Organisierter Sozialbetrug
In das internationale Betrugsnetzwerk sind nach Angaben der Finanzpolizei inländische Auftraggeber sowie in- und ausländische Betrugs- und Scheinfirmen involviert gewesen. "Man kann von einem organisierten Sozialbetrug im großen Stil sprechen", sagte ein Sprecher des Finanzministeriums zur APA.
Die Täter gaben die Entsendungen von Arbeitern aus Billiglohnländern wie Bulgarien, Rumänien, Tschechien, Ungarn und der Slowakei vor. Diese wurden bei inländischen Scheinfirmen gemeldet. Die An- bzw. Ummeldung der Arbeiter, sowie die Auftragsvergabe und Rechnungsabwicklung erfolgte über Mittelsmänner in Österreich. Die Rechnungsgelder wurden auf ausländische Konten überwiesen, dort allerdings von den Betrügern abgehoben und teils wieder in Form von Bargeld nach Österreich rückübermittelt ("Kickbackzahlungen"). Die Arbeiter waren in den "Entsendestaaten" nicht sozialversichert bzw. legten gefälschte Dokumente vor.

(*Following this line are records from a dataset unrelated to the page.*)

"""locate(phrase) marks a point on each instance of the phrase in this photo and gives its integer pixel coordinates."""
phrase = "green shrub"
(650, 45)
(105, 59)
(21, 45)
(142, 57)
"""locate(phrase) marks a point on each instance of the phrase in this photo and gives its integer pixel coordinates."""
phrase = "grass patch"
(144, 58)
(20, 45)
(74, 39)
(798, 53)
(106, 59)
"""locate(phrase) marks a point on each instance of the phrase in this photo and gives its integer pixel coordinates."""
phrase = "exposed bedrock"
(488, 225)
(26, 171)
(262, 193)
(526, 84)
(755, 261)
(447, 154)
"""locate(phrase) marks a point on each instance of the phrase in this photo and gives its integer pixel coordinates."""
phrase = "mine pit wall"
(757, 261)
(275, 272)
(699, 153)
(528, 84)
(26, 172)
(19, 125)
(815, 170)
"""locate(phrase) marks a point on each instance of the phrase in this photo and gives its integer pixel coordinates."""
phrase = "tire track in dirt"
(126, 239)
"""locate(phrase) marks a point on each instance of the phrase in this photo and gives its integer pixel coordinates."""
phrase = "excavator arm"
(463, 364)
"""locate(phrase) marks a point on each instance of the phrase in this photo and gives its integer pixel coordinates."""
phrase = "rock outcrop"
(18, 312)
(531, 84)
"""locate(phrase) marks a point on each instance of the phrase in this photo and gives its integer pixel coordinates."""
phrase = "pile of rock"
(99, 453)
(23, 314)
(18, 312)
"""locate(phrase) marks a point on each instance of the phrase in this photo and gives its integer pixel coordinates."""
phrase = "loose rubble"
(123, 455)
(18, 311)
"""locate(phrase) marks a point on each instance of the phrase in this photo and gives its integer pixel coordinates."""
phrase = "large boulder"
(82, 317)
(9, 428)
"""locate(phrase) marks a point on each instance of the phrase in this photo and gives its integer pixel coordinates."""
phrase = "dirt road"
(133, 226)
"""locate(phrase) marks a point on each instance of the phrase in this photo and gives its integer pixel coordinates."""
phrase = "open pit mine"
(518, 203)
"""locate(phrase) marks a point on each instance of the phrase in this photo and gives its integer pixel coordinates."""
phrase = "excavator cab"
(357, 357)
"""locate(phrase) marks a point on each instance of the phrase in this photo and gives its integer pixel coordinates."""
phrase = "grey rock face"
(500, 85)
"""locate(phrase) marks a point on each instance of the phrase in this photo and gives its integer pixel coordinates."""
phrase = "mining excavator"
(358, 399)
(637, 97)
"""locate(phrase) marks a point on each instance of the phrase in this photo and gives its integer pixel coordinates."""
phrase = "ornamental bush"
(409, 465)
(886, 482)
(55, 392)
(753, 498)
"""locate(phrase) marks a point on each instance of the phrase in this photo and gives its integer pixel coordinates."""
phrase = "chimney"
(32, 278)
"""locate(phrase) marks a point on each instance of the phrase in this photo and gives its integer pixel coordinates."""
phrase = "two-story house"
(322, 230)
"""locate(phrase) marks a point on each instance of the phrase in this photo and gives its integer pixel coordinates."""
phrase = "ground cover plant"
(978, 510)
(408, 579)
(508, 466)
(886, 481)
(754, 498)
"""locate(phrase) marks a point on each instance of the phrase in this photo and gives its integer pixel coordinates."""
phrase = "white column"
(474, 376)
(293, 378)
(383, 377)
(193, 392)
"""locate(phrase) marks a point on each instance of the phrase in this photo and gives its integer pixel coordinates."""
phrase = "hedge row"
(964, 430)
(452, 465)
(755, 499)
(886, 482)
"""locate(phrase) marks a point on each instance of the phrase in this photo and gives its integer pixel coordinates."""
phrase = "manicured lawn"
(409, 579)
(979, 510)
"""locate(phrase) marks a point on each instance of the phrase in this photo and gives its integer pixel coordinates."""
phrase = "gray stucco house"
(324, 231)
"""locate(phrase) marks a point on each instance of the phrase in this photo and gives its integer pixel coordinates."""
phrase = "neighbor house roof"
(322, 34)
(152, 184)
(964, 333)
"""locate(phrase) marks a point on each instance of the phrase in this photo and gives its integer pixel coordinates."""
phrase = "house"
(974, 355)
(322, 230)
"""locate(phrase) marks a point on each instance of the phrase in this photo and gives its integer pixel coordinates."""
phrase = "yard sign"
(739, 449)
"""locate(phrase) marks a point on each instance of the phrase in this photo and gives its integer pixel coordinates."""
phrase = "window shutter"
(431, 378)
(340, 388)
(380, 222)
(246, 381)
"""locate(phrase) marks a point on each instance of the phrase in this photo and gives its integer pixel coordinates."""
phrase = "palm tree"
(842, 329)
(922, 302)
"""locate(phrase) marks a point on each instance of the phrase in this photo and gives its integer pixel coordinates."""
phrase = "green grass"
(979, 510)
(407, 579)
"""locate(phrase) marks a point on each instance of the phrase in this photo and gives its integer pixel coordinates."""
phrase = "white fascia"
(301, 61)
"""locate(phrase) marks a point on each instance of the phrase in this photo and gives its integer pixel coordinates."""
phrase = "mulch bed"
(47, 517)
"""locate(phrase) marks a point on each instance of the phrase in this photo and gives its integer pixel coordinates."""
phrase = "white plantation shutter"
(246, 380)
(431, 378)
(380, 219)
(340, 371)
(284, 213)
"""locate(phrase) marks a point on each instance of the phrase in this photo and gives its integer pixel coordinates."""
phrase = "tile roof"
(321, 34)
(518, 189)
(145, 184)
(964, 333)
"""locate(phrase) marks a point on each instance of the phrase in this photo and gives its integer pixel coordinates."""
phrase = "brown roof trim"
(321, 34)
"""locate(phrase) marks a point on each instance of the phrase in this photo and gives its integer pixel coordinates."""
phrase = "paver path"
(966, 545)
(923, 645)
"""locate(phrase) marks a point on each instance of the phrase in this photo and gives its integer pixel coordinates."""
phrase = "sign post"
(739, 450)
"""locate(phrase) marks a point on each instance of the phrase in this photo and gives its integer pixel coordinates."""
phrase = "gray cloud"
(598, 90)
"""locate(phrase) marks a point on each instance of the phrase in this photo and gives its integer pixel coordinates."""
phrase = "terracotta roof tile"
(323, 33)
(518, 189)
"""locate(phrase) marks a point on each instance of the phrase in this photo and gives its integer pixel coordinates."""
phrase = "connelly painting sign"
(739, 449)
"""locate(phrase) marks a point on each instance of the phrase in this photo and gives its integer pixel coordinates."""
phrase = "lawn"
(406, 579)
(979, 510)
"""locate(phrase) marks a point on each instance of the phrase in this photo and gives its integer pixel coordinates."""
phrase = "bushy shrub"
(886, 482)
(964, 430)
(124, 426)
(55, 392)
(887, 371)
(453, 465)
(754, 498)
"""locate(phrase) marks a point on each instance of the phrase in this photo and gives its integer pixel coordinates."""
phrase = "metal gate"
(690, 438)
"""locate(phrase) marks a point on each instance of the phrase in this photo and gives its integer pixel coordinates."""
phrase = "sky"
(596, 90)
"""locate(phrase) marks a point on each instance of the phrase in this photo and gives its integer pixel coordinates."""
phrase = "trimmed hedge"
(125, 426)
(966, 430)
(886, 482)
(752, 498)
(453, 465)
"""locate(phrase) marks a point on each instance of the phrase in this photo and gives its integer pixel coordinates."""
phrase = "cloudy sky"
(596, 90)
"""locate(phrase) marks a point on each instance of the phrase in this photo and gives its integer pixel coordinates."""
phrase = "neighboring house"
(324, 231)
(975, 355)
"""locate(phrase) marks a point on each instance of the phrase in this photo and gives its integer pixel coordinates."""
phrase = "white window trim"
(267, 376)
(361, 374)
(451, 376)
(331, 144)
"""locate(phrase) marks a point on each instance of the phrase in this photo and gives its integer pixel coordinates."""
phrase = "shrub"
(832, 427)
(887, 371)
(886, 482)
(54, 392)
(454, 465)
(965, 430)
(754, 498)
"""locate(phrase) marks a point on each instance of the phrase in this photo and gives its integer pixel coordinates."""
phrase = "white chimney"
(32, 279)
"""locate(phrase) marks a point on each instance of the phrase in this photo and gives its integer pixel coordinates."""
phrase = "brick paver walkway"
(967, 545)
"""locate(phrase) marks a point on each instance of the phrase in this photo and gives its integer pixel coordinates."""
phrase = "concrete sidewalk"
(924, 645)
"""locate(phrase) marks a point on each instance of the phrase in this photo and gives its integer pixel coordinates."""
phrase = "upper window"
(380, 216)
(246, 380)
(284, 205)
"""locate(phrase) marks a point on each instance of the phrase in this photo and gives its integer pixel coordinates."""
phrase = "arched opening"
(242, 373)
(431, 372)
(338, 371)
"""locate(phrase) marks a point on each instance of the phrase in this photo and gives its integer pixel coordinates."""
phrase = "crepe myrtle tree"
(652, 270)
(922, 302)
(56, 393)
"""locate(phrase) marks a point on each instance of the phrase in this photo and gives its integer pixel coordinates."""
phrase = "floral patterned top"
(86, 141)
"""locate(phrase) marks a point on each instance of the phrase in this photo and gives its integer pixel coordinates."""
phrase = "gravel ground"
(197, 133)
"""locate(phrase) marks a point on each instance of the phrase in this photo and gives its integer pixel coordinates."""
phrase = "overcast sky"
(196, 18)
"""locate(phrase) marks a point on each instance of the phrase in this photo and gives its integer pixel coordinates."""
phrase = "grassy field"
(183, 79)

Menschenunwürdige Bedingungen
Die Männer im Alter von 20 bis 60 Jahren lebten zu einem großen Teil ganzjährig in Wien. Gegen sehr geringen Lohn arbeiteten sie auf diversen Baustellen und wohnten unter menschenunwürdigen Umständen in Massenquartieren oder direkt auf den Baustellen.
Bei der Schadenssumme von 55 Mio. Euro handelt es sich um eine vorläufige Schätzung, betonte man bei der Finanzpolizei. Der tatsächliche Schaden werde aufgrund von Schein- bzw. Deckungsrechnungen in den Buchhaltungen vermutlich wesentlich höher ausfallen, betonte die Behörde. Beschlagnahmt wurden bei den Hausdurchsuchungen, an denen 160 Beamte beteiligt waren, Laptops, Handys und einige Terabyte an EDV-Datenmaterial. Darüber hinaus wurden Bargeld in Höhe von 110.000 Euro sowie ein Pkw sichergestellt.